Rare 16th Century Map of Asia -- Early Depiction of Southeast Asia, China and Japan
Finely colored example of Gerard De Jode's map of Asia, published in his Speculum Orbis Terrae, in 1593.
Fascinating depiction of the Philippine Islands. Singapore is Sinapura. There is no sign of Korea and the shape of Japan is quite unusual.
The Great Wall of China is shown enveloping the northern Chinese border.
The map is also apparently the earliest appearance of the name Formosa (I. Fermosa) on a map printed in Europe.

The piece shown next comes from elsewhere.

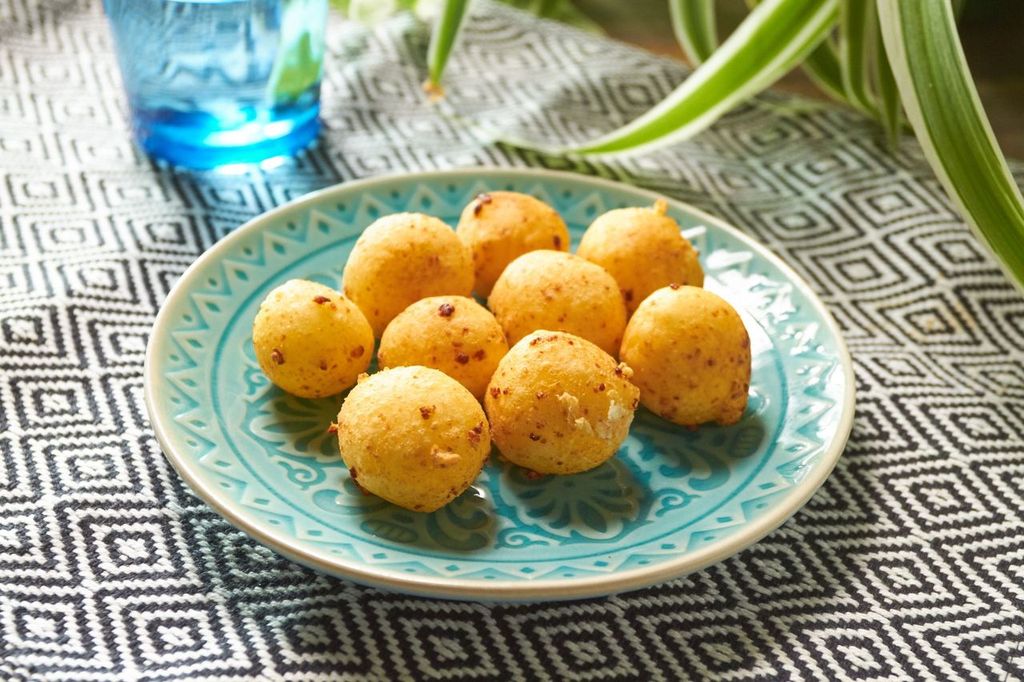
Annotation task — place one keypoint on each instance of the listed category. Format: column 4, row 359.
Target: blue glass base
column 200, row 140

The map is based on the monumental work of Giacomo di Gastaldi and significantly improves on De Jode's 1573 map of Asia, especially in its depiction of Southeast Asia, the Philippines and China. The first edition is shown here: /gallery/detail/45822
Title in decorative panel at the top with strapwork and two heads, seas with galleys, ships, sea monsters, fishermen; hunting men and tents on land.
Gerard De Jode was a contemporary of Abraham Ortelius. His Speculum Orbis, did not enjoy the same commercial success as Ortelius, making his maps very scarce and highly desirable.

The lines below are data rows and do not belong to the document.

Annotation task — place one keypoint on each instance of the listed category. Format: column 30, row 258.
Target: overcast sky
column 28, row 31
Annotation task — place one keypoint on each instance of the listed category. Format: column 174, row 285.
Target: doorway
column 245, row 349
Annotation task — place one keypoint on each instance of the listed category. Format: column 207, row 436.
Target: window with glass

This map notes that it was done by Gerard De Jode himself.
Gerard De Jode (1509-1591) was a pre-eminent mapmaker in the late seventeenth century, a time when the Dutch dominated the map trade. He was known for his many maps, some of which featured in Speculum Orbis Terrae (first edition Antwerp: 1578). Although never as successful as Ortelius’ Theatrum, the Speculum did get republished in a second edition in 1593, two years after De Jode’s death, by Arnold Coninx, and included this map. After his death, Gerard’s son, Cornelis (1568-1600), and his wife, Paschina, ran the shop. Unfortunately, Cornelis died young in 1600, aged only 32, and the stock and plates were sold to the publisher Joan Baptista Vrients.